Please Remember Me for Instructional Design and Curriculum Development

So here we are, the first Monday of the month, on March 2nd. How’s it going? I have stayed busy all day with one task or another, but managed to get here before too late this evening, for a change. My tasks today were mostly along the lines of my favorite career path: educational services that include instructional design and curriculum development.




That also fits in with the 30 Day Blogging Challenge challenge for today:

Create a list of keywords I would like people to remember

when they think of me and what I offer for professional services.

This will be a bit of a repeat of yesterday’s post on how I got from “there” to “here”–but my freelance career really has grown and gone through transitions since early 2008. I began with writing paid blog posts at less than one cent per word for some clients, because I didn’t know any better back then. I progressed to writing articles for a variety of “content mills” for $10 to $25 per article of 400 to 500 words, and eventually acquired some early instructional design and course writing jobs paying about $25/hour.  Each step was an advancement and taught me the importance of ongoing education and gaining experience.

Most recently, as I mentioned in yesterday’s post, I have begun earning between $25 to $30 or more per hour, or thousands of dollars per project, in the fields of instructional design and curriculum development. This is definitely a career area I want to continue to pursue, because it fits well with my ongoing doctoral studies and my anticipated professional career focus after I become Dr. K. Lee Banks. Hopefully, it will also bring me comfortably into retirement and beyond, with ongoing freelance and telecommuting opportunities.
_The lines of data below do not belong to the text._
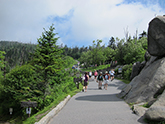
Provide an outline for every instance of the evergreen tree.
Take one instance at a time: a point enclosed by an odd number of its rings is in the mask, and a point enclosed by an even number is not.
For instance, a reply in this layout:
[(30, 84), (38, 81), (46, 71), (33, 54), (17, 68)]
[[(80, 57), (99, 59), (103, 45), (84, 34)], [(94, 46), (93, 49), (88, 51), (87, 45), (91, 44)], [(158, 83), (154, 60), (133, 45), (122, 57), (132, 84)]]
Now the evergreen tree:
[(38, 39), (38, 45), (35, 52), (32, 54), (32, 65), (36, 68), (36, 71), (43, 78), (44, 93), (46, 95), (49, 87), (49, 79), (55, 73), (61, 70), (62, 60), (62, 49), (59, 49), (56, 45), (59, 37), (55, 38), (57, 33), (54, 33), (53, 25), (50, 26), (49, 30), (44, 29), (44, 33)]

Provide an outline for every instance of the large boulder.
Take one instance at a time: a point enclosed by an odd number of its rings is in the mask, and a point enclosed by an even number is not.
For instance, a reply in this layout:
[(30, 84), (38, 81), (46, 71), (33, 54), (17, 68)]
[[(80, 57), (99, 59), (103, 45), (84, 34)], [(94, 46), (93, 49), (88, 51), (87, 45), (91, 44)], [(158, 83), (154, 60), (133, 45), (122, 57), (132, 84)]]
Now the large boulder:
[(165, 16), (157, 16), (149, 23), (148, 52), (152, 56), (165, 55)]
[(146, 65), (129, 85), (131, 89), (124, 97), (127, 103), (153, 101), (155, 94), (165, 86), (165, 57)]
[(146, 111), (145, 118), (154, 121), (165, 120), (165, 91), (158, 100)]

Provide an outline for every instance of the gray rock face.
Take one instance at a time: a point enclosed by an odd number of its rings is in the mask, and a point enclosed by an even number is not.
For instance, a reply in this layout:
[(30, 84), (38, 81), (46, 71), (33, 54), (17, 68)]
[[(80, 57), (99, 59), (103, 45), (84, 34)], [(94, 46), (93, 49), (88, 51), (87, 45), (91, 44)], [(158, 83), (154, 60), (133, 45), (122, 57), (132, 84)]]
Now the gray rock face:
[(149, 23), (148, 52), (152, 56), (165, 55), (165, 16), (157, 16)]
[(146, 111), (145, 118), (149, 120), (165, 120), (165, 91), (158, 100)]
[(165, 57), (144, 67), (129, 85), (132, 86), (124, 97), (128, 103), (153, 101), (157, 91), (165, 86)]

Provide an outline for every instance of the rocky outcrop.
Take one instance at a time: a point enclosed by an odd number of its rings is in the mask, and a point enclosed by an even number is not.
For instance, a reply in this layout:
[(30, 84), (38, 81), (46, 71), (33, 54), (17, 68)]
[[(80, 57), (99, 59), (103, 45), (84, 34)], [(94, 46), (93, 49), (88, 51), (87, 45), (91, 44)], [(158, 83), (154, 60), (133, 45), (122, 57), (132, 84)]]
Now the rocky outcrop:
[[(150, 107), (142, 112), (144, 116), (150, 120), (165, 120), (165, 16), (158, 16), (149, 23), (148, 53), (144, 57), (145, 66), (140, 72), (140, 63), (134, 67), (134, 72), (139, 74), (135, 74), (118, 96), (127, 103), (148, 103)], [(136, 110), (139, 107), (136, 106)]]
[(129, 85), (131, 85), (131, 90), (124, 97), (126, 102), (141, 103), (155, 99), (154, 95), (157, 91), (165, 86), (165, 58), (143, 68)]
[(158, 16), (149, 23), (148, 52), (152, 56), (165, 55), (165, 16)]
[(165, 91), (158, 100), (146, 111), (145, 118), (160, 121), (165, 119)]

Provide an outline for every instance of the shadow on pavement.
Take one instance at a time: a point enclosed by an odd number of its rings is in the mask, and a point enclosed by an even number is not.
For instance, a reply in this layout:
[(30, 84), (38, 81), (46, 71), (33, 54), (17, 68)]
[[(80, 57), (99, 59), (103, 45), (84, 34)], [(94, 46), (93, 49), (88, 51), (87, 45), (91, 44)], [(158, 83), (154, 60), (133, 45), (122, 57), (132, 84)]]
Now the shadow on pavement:
[(114, 83), (112, 84), (111, 82), (109, 82), (108, 86), (109, 87), (118, 87), (117, 89), (122, 90), (124, 87), (127, 86), (127, 84), (125, 84), (121, 81), (115, 81), (115, 84)]
[(80, 96), (80, 97), (77, 97), (76, 100), (95, 101), (95, 102), (122, 101), (121, 99), (117, 98), (116, 95), (117, 94)]

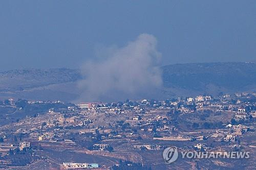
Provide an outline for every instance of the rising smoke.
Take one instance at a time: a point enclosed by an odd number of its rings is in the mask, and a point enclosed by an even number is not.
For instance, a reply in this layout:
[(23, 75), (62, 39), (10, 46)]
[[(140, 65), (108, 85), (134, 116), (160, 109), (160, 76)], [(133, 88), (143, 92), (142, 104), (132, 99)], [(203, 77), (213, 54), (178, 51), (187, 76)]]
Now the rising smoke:
[[(120, 48), (104, 50), (100, 59), (88, 61), (78, 82), (80, 101), (118, 101), (151, 98), (162, 85), (161, 54), (156, 38), (147, 34)], [(104, 54), (103, 55), (102, 54)]]

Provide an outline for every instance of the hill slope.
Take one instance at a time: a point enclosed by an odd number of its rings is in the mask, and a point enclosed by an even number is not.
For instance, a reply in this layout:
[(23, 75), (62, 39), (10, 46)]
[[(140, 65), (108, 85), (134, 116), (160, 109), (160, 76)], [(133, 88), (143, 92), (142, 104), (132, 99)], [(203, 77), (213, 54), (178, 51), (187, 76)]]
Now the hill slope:
[[(162, 98), (256, 91), (255, 63), (179, 64), (161, 68)], [(81, 79), (78, 70), (65, 68), (1, 72), (0, 98), (71, 101), (80, 95), (76, 82)]]
[(162, 69), (164, 86), (166, 88), (206, 93), (256, 89), (256, 64), (253, 63), (174, 64)]

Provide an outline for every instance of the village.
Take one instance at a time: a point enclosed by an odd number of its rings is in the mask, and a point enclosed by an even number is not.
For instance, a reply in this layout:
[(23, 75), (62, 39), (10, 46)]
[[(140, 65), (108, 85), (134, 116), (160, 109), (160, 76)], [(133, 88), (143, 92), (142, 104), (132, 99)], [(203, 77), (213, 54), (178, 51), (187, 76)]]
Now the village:
[[(169, 166), (161, 152), (172, 145), (255, 154), (255, 93), (76, 104), (10, 99), (0, 109), (3, 168), (155, 169)], [(155, 164), (152, 154), (159, 155)], [(203, 166), (195, 160), (184, 166), (193, 163)]]

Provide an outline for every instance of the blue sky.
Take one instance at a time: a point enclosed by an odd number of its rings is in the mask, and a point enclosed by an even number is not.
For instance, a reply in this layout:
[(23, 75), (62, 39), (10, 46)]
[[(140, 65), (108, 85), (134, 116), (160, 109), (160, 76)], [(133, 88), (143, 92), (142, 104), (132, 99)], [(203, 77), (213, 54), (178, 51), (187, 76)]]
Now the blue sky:
[(255, 1), (2, 1), (0, 21), (0, 70), (78, 68), (142, 33), (162, 65), (256, 60)]

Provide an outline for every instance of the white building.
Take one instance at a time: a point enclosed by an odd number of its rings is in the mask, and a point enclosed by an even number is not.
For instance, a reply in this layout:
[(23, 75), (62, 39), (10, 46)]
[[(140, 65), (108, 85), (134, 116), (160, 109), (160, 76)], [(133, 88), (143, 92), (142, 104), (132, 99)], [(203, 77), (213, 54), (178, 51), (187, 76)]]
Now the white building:
[(91, 104), (90, 103), (81, 103), (79, 104), (79, 108), (82, 109), (89, 109), (91, 107)]

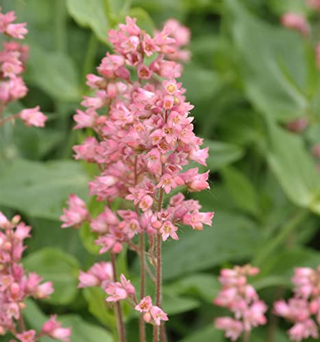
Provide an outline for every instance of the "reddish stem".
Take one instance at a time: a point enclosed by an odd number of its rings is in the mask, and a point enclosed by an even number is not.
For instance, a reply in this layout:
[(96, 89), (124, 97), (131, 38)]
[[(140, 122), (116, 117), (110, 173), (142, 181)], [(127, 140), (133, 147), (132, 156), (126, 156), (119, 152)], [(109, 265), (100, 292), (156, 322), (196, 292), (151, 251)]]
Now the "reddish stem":
[[(110, 252), (111, 264), (112, 265), (112, 271), (114, 280), (116, 281), (116, 257), (114, 254)], [(123, 318), (122, 316), (121, 306), (119, 302), (114, 303), (114, 311), (116, 316), (116, 326), (118, 328), (118, 336), (119, 342), (125, 342), (125, 326), (123, 324)]]

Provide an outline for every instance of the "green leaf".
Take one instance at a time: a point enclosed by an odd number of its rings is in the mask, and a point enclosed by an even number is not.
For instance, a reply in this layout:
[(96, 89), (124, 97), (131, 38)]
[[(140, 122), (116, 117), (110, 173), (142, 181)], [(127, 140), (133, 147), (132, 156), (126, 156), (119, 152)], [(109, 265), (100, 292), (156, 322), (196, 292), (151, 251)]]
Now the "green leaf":
[(243, 150), (237, 145), (227, 142), (205, 140), (202, 147), (209, 147), (209, 157), (207, 159), (208, 168), (216, 170), (240, 159)]
[(275, 286), (285, 286), (290, 289), (294, 269), (316, 268), (319, 257), (319, 252), (303, 247), (273, 253), (261, 265), (260, 273), (253, 279), (253, 284), (258, 289)]
[(100, 40), (106, 43), (111, 25), (104, 3), (103, 0), (67, 0), (66, 8), (80, 26), (90, 27)]
[(267, 115), (288, 120), (307, 109), (305, 44), (295, 32), (254, 18), (236, 0), (225, 1), (247, 96)]
[(180, 340), (180, 342), (223, 342), (223, 332), (214, 328), (213, 322), (204, 328), (197, 329), (191, 336)]
[(177, 315), (193, 310), (199, 307), (200, 303), (193, 298), (173, 295), (164, 291), (162, 305), (168, 315)]
[[(28, 326), (40, 331), (43, 324), (49, 319), (40, 309), (36, 302), (32, 300), (26, 300), (27, 307), (23, 311), (23, 317)], [(63, 315), (58, 317), (58, 321), (64, 328), (71, 328), (71, 342), (113, 342), (111, 334), (102, 328), (86, 322), (77, 315)], [(52, 339), (42, 338), (41, 342), (53, 341)], [(56, 340), (54, 340), (56, 341)]]
[(56, 305), (65, 305), (77, 293), (79, 263), (73, 256), (58, 248), (47, 248), (30, 254), (23, 260), (25, 267), (53, 282), (54, 292), (47, 300)]
[(260, 209), (258, 194), (249, 179), (231, 166), (223, 168), (221, 171), (225, 186), (237, 205), (245, 211), (258, 216)]
[(75, 161), (40, 163), (17, 159), (1, 174), (0, 204), (31, 216), (58, 220), (71, 193), (86, 197), (88, 181)]
[[(205, 227), (201, 231), (185, 228), (180, 230), (178, 235), (180, 241), (163, 244), (163, 276), (166, 280), (223, 262), (249, 258), (260, 237), (251, 220), (221, 211), (213, 218), (212, 228)], [(177, 255), (180, 256), (177, 258)]]
[[(167, 293), (198, 297), (211, 303), (221, 287), (217, 277), (199, 273), (188, 276), (164, 287)], [(210, 289), (210, 291), (208, 289)]]
[(80, 98), (76, 67), (67, 55), (46, 51), (38, 44), (30, 44), (28, 79), (56, 100), (74, 101)]
[(129, 15), (132, 18), (136, 18), (136, 24), (142, 29), (152, 35), (156, 29), (154, 23), (149, 15), (148, 12), (141, 8), (131, 8)]
[(299, 135), (269, 121), (267, 160), (288, 198), (320, 214), (320, 176)]

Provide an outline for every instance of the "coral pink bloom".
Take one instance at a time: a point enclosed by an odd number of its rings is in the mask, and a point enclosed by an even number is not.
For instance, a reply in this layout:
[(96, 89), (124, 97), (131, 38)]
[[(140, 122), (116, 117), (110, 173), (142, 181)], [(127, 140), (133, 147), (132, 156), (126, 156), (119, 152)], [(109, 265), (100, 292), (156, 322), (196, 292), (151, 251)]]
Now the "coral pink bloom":
[(127, 292), (119, 282), (112, 282), (109, 284), (106, 288), (106, 292), (109, 295), (106, 300), (107, 302), (117, 302), (127, 298)]
[(168, 321), (168, 316), (161, 308), (158, 306), (151, 306), (150, 308), (151, 315), (157, 326), (160, 326), (161, 321)]
[(139, 208), (143, 211), (146, 211), (151, 207), (153, 202), (153, 200), (152, 199), (152, 197), (149, 195), (145, 195), (142, 198), (141, 201), (140, 202)]
[(8, 229), (11, 226), (11, 224), (8, 218), (0, 211), (0, 228)]
[(287, 12), (282, 16), (281, 23), (285, 27), (298, 31), (303, 36), (309, 34), (309, 25), (302, 14)]
[(19, 113), (19, 117), (27, 126), (44, 127), (47, 118), (41, 111), (39, 111), (39, 109), (40, 107), (36, 106), (34, 108), (23, 109)]
[(147, 313), (152, 306), (151, 298), (149, 295), (144, 297), (140, 303), (135, 306), (135, 309), (140, 313)]
[(121, 282), (121, 285), (128, 294), (133, 295), (136, 293), (134, 285), (132, 285), (130, 280), (127, 280), (123, 274), (120, 276), (120, 280)]
[(319, 337), (318, 328), (315, 323), (310, 319), (304, 322), (295, 324), (288, 330), (288, 333), (292, 340), (297, 342), (308, 337), (312, 339)]
[(173, 226), (170, 221), (166, 221), (161, 226), (160, 231), (162, 235), (162, 241), (166, 241), (169, 236), (174, 240), (179, 240), (179, 237), (175, 233), (177, 227)]
[(68, 209), (64, 208), (64, 215), (60, 218), (64, 222), (61, 227), (67, 228), (73, 226), (75, 228), (77, 228), (89, 217), (86, 203), (73, 194), (69, 196), (66, 203), (69, 207)]
[(73, 127), (73, 129), (92, 127), (98, 118), (97, 112), (91, 109), (87, 109), (86, 111), (77, 109), (76, 111), (77, 114), (73, 116), (73, 120), (77, 122), (77, 124)]
[(320, 158), (320, 144), (317, 144), (312, 147), (312, 154), (317, 158)]
[(306, 0), (307, 5), (313, 10), (320, 10), (320, 0)]
[(54, 292), (53, 287), (52, 286), (52, 282), (48, 281), (38, 285), (36, 288), (36, 291), (33, 293), (35, 298), (47, 298), (51, 294)]
[(27, 330), (21, 334), (17, 334), (16, 337), (21, 342), (36, 342), (36, 331)]
[(236, 341), (243, 330), (241, 322), (231, 317), (217, 318), (214, 324), (218, 329), (225, 330), (225, 337), (231, 341)]

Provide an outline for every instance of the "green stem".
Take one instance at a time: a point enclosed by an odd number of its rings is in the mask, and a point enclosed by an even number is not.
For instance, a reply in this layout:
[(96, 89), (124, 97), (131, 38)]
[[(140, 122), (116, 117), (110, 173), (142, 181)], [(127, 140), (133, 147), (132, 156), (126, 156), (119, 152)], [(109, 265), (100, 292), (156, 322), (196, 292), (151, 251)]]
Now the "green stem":
[[(116, 281), (116, 257), (114, 254), (111, 252), (111, 263), (112, 265), (112, 271), (114, 280)], [(114, 303), (114, 311), (116, 313), (116, 326), (118, 328), (118, 338), (119, 342), (125, 342), (125, 326), (123, 324), (123, 318), (122, 316), (122, 311), (121, 306), (119, 302), (116, 302)]]

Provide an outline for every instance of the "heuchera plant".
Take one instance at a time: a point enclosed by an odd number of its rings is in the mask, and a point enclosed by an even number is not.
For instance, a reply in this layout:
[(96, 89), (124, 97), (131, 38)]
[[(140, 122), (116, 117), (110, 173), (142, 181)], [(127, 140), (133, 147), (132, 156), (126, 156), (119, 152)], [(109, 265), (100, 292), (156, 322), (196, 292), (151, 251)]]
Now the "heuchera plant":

So what about you? Do you work from home? Do you have some keywords you believe describe you and your career that you want people to associate with you?

6 thoughts on “Please Remember Me for Instructional Design and Curriculum Development”
  1. That ‘Never stop learning’ quote is so true. In fact, if we stop learning, our real life will cease. This brings to mind an image of old folks sitting in a row of chairs in a care home.

  2. At my paying job, I don’t dare stop learning. After I retire, I want to continue to learn. My role model is a late aunt, who was 77 at the time of her sudden death and still working full time, who had never lost her zest for learning. I don’t want to be “that person” in the rocking chair, staring all day at her TV.